IV. Von der „Ära der Instinkte“ zur „Ära der guten Fähigkeiten“: Wie sollten chinesische Unternehmen sich wandeln?
Chinesische Industrien haben sich erholt, aber das „Zivilisationsniveau“ der Unternehmen hat noch nicht folgen können. Um zu transformieren, müssen sie Folgendes tun:
- Grenzen einhalten: Lebenssicherheit (z. B. Sicherheitsmaßnahmen in Bergwerken und Fabriken), Rechtskompliance (z. B. keine Doppelzüngigkeit) und Integrität (z. B. keine falschen Werbungen) als absolute Voraussetzungen betrachten – wie Pinduodou im ersten Quartal 2026 betonte, dass „Sicherheit und Compliance die Grundlage aller Arbeit sind“; das ist ein guter Anfang.
- Gute Fähigkeiten fördern: Unternehmen sollten von der Nutzung ihrer Instinkte (z. B. niedrige Preise, Traffic) zu der Förderung guter Fähigkeiten (z. B. Respekt für Mitarbeiter, Verantwortung gegenüber Verbrauchern) übergehen. Zum Beispiel lässt WeChat die Nutzer das Produkt nach der Nutzung verlassen und Poppo Mart verzichtet auf übermäßiges Marketing.
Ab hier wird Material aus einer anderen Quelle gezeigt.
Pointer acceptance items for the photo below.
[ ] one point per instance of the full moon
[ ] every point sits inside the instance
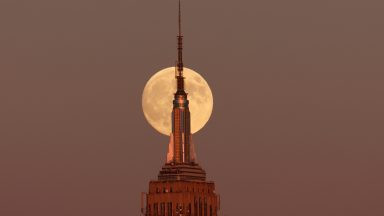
(158, 96)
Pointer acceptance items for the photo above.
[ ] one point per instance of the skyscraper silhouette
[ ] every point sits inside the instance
(181, 187)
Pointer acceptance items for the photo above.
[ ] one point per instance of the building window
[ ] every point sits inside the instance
(205, 207)
(155, 209)
(169, 209)
(162, 207)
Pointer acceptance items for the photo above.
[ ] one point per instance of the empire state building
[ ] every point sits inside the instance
(181, 187)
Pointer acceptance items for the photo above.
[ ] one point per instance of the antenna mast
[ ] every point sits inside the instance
(180, 65)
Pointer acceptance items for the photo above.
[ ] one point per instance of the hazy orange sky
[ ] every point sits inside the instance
(297, 126)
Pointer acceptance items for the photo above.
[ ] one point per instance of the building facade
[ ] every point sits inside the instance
(181, 187)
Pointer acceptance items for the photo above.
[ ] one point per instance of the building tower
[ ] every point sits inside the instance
(181, 187)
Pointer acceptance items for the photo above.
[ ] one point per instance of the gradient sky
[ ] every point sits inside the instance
(298, 121)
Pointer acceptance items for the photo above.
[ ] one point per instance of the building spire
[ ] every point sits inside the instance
(180, 65)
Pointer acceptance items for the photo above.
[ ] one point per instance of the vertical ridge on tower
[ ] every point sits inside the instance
(181, 187)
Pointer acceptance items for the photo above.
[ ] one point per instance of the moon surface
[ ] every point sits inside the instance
(158, 94)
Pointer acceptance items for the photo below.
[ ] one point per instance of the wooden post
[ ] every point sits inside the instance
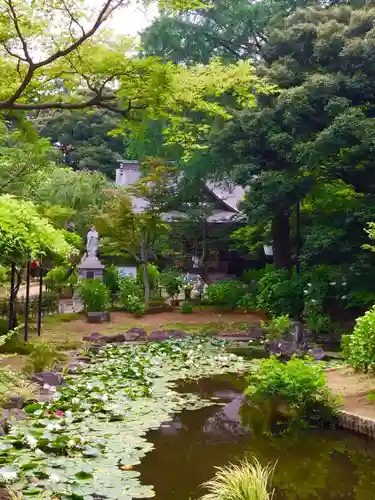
(11, 298)
(27, 301)
(298, 237)
(40, 301)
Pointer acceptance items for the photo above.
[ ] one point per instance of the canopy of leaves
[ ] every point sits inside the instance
(71, 196)
(88, 133)
(24, 234)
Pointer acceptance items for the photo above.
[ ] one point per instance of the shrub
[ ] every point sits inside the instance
(61, 277)
(129, 287)
(111, 280)
(135, 306)
(299, 383)
(186, 307)
(359, 348)
(280, 293)
(245, 481)
(95, 295)
(172, 282)
(277, 327)
(225, 294)
(42, 357)
(153, 276)
(248, 302)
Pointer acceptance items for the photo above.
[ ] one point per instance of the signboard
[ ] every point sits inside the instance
(126, 271)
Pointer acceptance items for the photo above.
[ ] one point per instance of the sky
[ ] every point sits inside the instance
(130, 20)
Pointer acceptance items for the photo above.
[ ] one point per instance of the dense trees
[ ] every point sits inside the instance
(311, 143)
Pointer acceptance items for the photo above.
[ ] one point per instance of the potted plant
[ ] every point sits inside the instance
(96, 299)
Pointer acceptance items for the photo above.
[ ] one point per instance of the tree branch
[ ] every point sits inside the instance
(13, 15)
(10, 103)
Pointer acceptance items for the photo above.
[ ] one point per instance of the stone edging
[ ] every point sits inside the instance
(356, 423)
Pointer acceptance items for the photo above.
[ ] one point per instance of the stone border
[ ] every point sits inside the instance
(356, 423)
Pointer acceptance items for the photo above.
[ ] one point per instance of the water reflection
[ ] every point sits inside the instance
(322, 464)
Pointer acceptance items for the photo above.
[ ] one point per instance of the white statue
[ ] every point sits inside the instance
(92, 244)
(195, 260)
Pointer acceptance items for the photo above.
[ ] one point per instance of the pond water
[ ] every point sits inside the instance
(324, 464)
- Langfristigkeit: Pflichtbewusstsein bedeutet nicht, Verluste zu ertragen, sondern langfristige Renten – indem sie ihre Pflichten einhalten und ihr Ansehen sowie ihre Fähigkeiten stärken, können Unternehmen langfristig erfolgreich sein. Wie Duan Yongping, der in Poppo Mart investierte, weil er dessen „schöne“ und „verantwortungsvolle“ Zukunftsaussichten sah.
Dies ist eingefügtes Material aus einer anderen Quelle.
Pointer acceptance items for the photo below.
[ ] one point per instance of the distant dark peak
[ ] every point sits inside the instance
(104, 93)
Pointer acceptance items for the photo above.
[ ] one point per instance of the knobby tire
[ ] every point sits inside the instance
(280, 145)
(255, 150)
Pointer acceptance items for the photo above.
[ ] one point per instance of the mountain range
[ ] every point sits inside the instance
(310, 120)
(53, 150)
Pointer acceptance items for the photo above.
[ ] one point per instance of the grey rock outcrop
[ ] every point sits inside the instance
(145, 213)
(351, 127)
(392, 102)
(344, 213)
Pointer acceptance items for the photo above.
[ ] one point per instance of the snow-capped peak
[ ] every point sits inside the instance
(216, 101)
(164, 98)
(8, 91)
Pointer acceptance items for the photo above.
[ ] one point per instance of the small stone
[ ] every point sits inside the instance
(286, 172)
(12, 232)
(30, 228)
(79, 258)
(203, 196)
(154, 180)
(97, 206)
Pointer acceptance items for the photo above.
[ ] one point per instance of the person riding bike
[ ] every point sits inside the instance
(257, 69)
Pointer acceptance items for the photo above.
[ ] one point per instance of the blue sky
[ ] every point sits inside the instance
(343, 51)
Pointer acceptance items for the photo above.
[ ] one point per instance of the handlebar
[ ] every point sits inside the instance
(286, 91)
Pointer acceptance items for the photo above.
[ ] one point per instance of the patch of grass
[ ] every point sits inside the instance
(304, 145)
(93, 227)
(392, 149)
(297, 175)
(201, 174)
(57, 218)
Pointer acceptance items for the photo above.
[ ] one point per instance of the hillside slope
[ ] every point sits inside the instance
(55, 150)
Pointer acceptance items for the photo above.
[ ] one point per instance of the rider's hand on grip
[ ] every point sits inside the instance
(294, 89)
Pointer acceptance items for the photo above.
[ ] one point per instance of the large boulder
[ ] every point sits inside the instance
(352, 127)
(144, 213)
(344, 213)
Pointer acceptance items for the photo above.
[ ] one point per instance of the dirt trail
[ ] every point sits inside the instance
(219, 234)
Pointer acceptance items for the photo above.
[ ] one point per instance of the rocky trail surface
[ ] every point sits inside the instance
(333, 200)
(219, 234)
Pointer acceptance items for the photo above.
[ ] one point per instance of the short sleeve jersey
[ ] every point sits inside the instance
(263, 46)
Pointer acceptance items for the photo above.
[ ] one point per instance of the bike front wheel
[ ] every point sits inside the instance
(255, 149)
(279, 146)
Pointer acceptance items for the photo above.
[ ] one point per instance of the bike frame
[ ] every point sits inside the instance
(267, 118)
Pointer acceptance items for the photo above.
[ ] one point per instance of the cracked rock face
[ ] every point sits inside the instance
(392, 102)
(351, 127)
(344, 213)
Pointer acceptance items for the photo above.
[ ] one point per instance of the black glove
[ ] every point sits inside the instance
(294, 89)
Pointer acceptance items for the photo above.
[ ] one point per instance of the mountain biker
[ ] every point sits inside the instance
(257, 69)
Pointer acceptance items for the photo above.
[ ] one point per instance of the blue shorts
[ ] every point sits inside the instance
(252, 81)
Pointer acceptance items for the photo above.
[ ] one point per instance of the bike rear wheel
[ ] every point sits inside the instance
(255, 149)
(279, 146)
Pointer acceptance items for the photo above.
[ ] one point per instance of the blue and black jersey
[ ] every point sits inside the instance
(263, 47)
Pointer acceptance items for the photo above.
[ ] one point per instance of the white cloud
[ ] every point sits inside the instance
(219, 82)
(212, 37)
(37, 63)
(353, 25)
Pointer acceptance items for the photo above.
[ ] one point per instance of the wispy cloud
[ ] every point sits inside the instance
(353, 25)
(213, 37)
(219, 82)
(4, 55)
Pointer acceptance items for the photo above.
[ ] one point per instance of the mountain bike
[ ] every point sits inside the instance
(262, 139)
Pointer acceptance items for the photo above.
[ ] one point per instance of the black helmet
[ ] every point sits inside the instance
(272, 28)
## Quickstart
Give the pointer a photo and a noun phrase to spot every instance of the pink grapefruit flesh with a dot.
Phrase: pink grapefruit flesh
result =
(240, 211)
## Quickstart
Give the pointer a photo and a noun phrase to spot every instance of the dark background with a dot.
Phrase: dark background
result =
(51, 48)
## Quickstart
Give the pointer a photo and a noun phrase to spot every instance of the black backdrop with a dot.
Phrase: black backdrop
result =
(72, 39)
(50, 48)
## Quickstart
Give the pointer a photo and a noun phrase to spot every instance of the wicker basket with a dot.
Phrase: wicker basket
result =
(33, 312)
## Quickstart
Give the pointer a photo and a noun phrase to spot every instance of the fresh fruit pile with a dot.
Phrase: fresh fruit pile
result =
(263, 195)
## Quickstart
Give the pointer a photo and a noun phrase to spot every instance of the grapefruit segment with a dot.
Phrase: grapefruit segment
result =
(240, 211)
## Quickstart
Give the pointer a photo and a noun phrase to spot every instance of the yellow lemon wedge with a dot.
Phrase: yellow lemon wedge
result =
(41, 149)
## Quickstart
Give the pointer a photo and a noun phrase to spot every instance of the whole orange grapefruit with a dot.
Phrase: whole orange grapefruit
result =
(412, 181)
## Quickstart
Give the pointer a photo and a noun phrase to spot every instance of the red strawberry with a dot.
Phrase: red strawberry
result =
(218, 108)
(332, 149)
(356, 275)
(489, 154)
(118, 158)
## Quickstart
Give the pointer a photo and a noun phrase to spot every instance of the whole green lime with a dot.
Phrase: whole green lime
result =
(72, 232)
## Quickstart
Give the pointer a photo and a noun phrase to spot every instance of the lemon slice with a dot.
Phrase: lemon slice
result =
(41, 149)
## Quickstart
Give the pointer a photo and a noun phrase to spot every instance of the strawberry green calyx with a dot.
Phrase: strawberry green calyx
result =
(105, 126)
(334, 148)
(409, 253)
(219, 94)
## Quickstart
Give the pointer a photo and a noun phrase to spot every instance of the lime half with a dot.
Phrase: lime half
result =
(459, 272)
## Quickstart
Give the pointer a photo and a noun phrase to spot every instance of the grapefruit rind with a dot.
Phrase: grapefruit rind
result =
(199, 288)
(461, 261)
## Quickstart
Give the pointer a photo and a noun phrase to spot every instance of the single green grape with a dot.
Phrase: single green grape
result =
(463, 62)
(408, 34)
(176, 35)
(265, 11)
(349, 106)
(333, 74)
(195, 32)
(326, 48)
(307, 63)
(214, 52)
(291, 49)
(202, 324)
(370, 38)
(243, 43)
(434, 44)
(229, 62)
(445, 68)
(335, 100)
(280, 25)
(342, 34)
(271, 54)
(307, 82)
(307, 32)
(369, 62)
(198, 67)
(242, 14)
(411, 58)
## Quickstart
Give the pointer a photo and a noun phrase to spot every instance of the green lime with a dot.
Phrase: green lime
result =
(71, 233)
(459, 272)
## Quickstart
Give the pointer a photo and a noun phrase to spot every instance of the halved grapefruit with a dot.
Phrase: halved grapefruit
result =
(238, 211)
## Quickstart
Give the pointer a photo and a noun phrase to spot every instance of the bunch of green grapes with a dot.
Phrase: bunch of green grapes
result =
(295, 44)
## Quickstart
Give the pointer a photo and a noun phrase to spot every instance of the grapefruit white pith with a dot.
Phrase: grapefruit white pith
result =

Fazit: Die Ära der guten Fähigkeiten ist die Zukunft des chinesischen Geschäftslebens
Chinesische Unternehmen haben heute die Kraft, die Welt zu beeinflussen, aber wenn sie weiterhin von Instinkten angetrieben werden (schnelles Geldverdienen, Wettbewerb), werden sie das Etikett der „Wildheit“ nie loswerden. Nur indem sie von der „Ära der Instinkte“ in die „Ära der guten Fähigkeiten“ übergehen – indem Gewissen, Verantwortung und Pflichtbewusstsein zum Kern ihrer Unternehmenskultur werden – können chinesische Industrien wirklich stabil und erfolgreich sein, ihre Mitarbeiter glücklich machen und der Gesellschaft Sicherheit geben. Das ist nicht die Aufgabe eines einzelnen Unternehmens, sondern die Verantwortung der gesamten Geschäftswelt.